Smaller customers are also using the Web as a way of getting the best price by comparing suppliers worldwide. Larger companies, however, continue to rely on previously negotiated pricing.
"Most companies that are procuring on a global basis negotiate a price globally with their suppliers," Avnet's Frazier said. "Lots of people are using it as a price-shopping tool, but big global procurers have already negotiated strong prices."
Perhaps the Internet's biggest virtue at this point is that it allows trading partners to access real-time updates on a variety of factors to enhance their position with their suppliers. "From five years ago to now, everything has been speeding up," Gort said. "We do more frequent negotiations now and exchange more information with suppliers than in the past, including product data and pricing on an almost real-time basis. In the past, it just wasn't possible."
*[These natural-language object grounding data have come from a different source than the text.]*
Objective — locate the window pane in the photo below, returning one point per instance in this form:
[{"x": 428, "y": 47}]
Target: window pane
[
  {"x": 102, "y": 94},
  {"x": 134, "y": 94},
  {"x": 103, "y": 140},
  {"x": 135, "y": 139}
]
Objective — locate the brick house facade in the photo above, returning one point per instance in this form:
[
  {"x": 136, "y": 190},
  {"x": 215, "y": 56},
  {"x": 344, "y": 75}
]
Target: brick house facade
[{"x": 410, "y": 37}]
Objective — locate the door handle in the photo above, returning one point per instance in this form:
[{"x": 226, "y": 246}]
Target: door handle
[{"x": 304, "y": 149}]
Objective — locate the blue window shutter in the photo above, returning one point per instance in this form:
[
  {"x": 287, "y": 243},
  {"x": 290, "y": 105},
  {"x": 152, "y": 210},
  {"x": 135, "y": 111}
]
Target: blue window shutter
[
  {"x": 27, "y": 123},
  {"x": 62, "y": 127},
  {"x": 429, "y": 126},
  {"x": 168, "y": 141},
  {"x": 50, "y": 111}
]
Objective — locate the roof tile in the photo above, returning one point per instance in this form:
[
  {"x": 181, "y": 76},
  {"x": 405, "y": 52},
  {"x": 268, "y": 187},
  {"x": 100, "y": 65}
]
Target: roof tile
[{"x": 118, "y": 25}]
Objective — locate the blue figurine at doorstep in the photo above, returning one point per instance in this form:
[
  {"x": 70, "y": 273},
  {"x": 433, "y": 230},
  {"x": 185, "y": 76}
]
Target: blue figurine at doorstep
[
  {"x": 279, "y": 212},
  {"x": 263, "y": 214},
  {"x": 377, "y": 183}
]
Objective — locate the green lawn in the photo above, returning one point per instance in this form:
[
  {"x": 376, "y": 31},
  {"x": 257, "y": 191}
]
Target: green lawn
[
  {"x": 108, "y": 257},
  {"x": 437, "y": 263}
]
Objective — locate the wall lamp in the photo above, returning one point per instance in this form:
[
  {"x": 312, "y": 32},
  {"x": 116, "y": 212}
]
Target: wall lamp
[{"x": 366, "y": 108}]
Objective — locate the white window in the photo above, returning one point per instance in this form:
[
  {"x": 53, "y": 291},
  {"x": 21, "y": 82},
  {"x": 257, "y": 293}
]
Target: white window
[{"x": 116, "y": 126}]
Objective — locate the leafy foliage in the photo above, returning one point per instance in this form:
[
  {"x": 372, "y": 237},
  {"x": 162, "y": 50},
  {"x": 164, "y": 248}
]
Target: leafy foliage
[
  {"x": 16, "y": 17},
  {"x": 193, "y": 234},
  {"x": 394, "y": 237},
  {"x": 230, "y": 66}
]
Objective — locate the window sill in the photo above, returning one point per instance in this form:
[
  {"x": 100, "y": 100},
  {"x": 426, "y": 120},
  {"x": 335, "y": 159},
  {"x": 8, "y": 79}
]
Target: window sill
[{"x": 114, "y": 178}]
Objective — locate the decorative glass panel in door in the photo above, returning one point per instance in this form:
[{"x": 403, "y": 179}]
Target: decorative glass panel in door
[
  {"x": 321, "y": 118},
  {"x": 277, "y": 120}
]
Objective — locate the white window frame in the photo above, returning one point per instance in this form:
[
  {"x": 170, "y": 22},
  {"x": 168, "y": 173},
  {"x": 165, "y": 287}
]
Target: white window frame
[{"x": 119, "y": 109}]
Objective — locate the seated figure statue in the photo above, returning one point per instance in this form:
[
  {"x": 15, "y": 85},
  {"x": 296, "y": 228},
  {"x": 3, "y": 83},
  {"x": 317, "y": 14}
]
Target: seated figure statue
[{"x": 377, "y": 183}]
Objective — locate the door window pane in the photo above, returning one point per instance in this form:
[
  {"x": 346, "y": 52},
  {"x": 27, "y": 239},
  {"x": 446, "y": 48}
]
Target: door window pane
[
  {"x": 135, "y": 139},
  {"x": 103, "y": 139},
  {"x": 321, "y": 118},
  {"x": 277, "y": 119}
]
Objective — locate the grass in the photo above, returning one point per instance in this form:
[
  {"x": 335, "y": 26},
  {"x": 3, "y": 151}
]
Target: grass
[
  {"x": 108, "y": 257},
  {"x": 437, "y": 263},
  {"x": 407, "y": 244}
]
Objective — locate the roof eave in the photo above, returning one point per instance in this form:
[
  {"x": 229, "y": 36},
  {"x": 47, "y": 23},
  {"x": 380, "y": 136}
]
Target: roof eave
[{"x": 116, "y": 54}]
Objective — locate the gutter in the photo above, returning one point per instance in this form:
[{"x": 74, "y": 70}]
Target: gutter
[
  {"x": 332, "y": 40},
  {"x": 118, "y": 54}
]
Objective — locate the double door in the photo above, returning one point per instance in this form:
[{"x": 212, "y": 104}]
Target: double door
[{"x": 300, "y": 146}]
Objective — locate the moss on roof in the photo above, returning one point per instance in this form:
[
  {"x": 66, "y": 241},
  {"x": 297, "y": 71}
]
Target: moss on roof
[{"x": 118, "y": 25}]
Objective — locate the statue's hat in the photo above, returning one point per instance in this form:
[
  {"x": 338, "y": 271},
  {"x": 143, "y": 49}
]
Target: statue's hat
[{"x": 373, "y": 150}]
Large OEMs are doing their part to further real-time information access. Dell Computer Corp., for example, has created a password-protected portal called valuechain.dell.com, on which the company shares information such as product quality and inventory with its suppliers.
"We're extending the use of the Internet to also provide more real-time views to suppliers so they can see the demand we're getting from customers and, from a Dell standpoint, we can see the suppliers' availability," said a spokesman for the Austin, Texas, PC OEM. "Given that we have deep relationships with strategic suppliers-about 30 to 35 of them provide us with about 90% of our materials-we need this visibility."
In the future, the global supply chain will become more sophisticated and will use the Internet even more heavily, including for strategic procurement, according to analysts.
"We're going to find the idea of supply chains competing against supply chains," the GartnerGroup's Peterson said. "Companies are hooking more closely with trading partners, and those who can overcome the obstacles [building trust, creating compatible business processes, etc.] are going to make themselves more agile and responsive and increase their ability to compete, reduce their costs, and gain greater market share."
And as this develops, the Internet will help streamline the purchasing process and bring about major changes in the role of purchasers.
"One of the things the Internet is going to do is simplify transactions and enable just about anyone to reach out and get the services they need," said William Michels, chief executive of ADR North America, a consulting firm based in Ann Arbor, Mich. "All of the people in purchasing who are there simply to facilitate those transactions are going to go away.
"In strategic purchasing, people are going to get more in tune with the supply chain," Michels added. "We'll see some integration of business systems through the Internet to link suppliers and make them more strategic. I also see a change in the way we negotiate. More negotiations are going to be written rather than oral communications."
As such activities become automated and Internet-based, purchasers will have to redefine their role or, as Michels puts it, "go away."
"Change management is the number one problem for procurement," Peterson said. "The role of the procurement professional doesn't go away, but it becomes more strategic. As purchasers save time in some areas, they will have to turn to new activities, such as strategic supplier assessment and planning."
Hailey Lynne McKeefry is a freelance technical writer based in Belmont, Calif.